# A New Synchronous-Asynchronous Mixed Pipeline Architecture with Clock-Gating

Duarte L. Oliveira<sup>1</sup>, Nicolly N. M. Cardoso<sup>1</sup>, Gracieth C. Batista<sup>1</sup>, Diego A. Silva<sup>1</sup>, Leonardo Romano<sup>2</sup>

<sup>1</sup>Divisão de Engenharia Eletrônica do Instituto Tecnológico de Aeronáutica – ITA – IEEA – SJC – São Paulo – Brazil <sup>2</sup>Departamento de Engenharia Elétrica – Centro Universitário da FEI – São Bernardo do Campo – São Paulo – Brazil

pepartamento de Engelmana Eletrica – Centro Universitario da FEI – São Bernardo do Campo – São Paulo – Brazi

Abstract-Digital systems design are usually synthesized in the synchronous paradigm using the global clock signal and they can be implemented in Field Programmable Gate Array (FPGA) and Very Large Scale Integration (VLSI) using Deep-Sub-Micron CMOS (DSM\_CMOS) technology. These digital designs implemented in DSM\_CMOS technology have the global clock signal as an obstacle which makes it difficult to comply with requirements, such as: performance, power consumption, reusability, etc.; because the wires have significant delays (latency). One solution is to synthesize modules that are insensitive to wires delays, that is, the module adapts to the latency of communication between the modules. In this paper, we propose a new pipeline architecture that is insensitive to latency because it has the property of elasticity, obtained by the pipeline asynchronous control responsible for the communication. Our pipeline can receive data at a frequency unrelated to the global clock signal. Through a case study, a Finite Impulse Response (FIR) filter of order five was used in reason to prove the efficiency of our proposal. Compared to a conventional synchronous pipeline, we achieved a throughput increase of up to 14.7% on Altera's FPGA platform.

*Keyword*— Elastic Circuits, STG specification, Adaptive to Latency.

### I. INTRODUCTION

Contemporary digital systems may require high integration capability, high performance, low power consumption [1,2]. They can be implemented in hardware (dedicated processors) plus software (programmable processors). General or dedicated processors, such as Digital Signal Processor (DSP), are mainly implemented in the pipeline architecture [3]. These systems are implemented in Verv Large Scale Integration (VLSI) and Field Programmable Array (FPGA), both in the Deep Sub-Micron CMOS (DSM CMOS) technology. This technology needs to operate with low noise and the difference between the maximum and minimum delay (in the wires and gates) is higher when compared to other CMOS technologies, and the delay in a wire can be greater than the delay in a gate [4].
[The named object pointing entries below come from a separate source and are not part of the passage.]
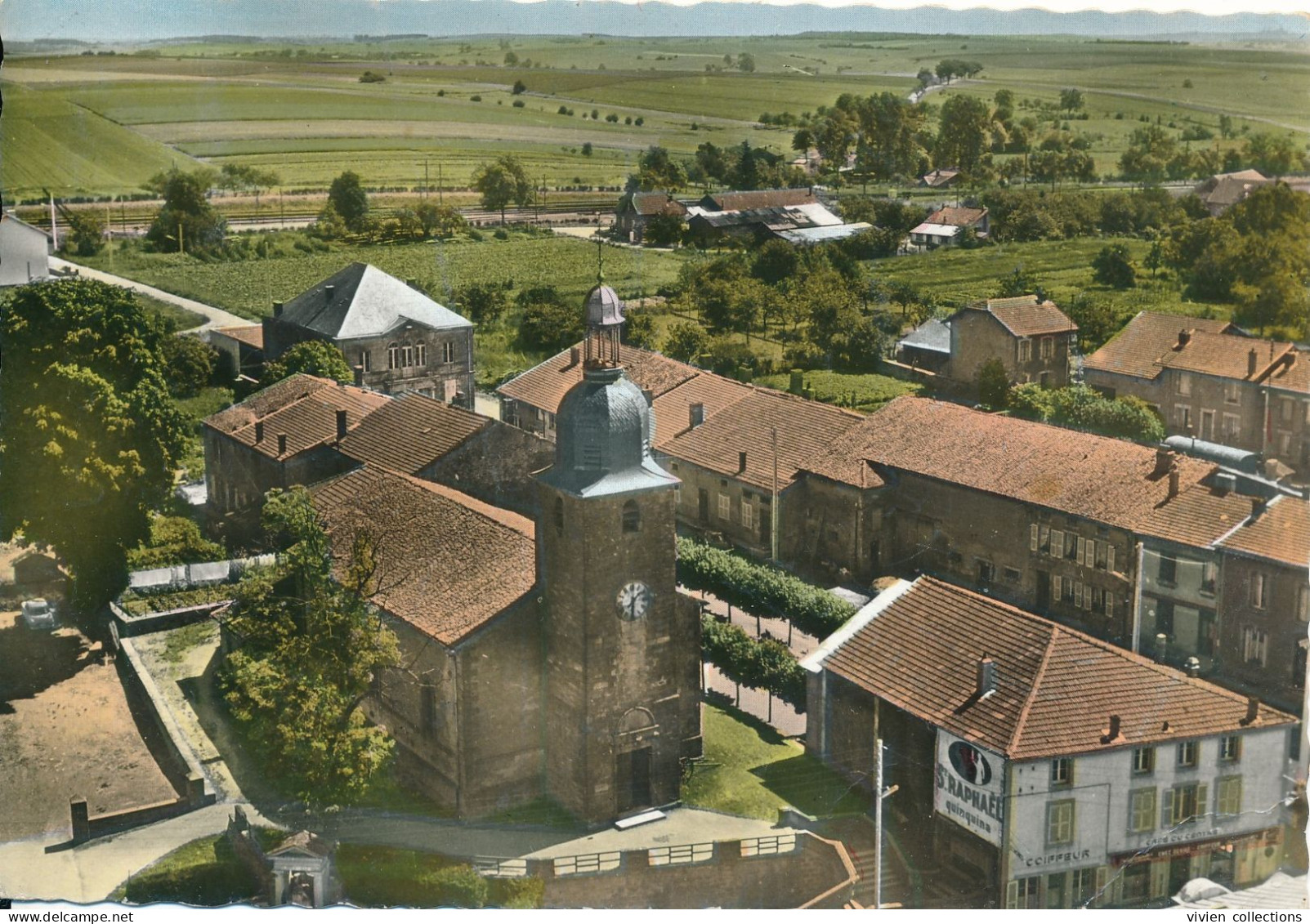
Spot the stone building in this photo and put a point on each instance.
(24, 252)
(1031, 338)
(1039, 516)
(399, 338)
(1208, 380)
(1068, 772)
(277, 439)
(553, 658)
Digital systems are traditionally designed in the synchronous paradigm, i.e., they use a global clock signal to synchronize their operations. In DSM-CMOS technology, a global clock signal requires attention due to the wires delays and power consumption. Besides these factors, the clock signal distribution is a task with increasing complexity due to the clock skew problem, which leads to a decrease in performance (latency and cycle times).

Fig. 1 shows six modules in an Integrated Circuit (IC) that operate with a global clock. In the past, data communication

between these modules could be done with a single clock cycle because the delays of data in wires could be neglected. In DSM-CMOS technology, the data in wires have significant delays, so transmitting data with a clock cycle leads to a strong reduction of the clock rate and increased clock skew [5].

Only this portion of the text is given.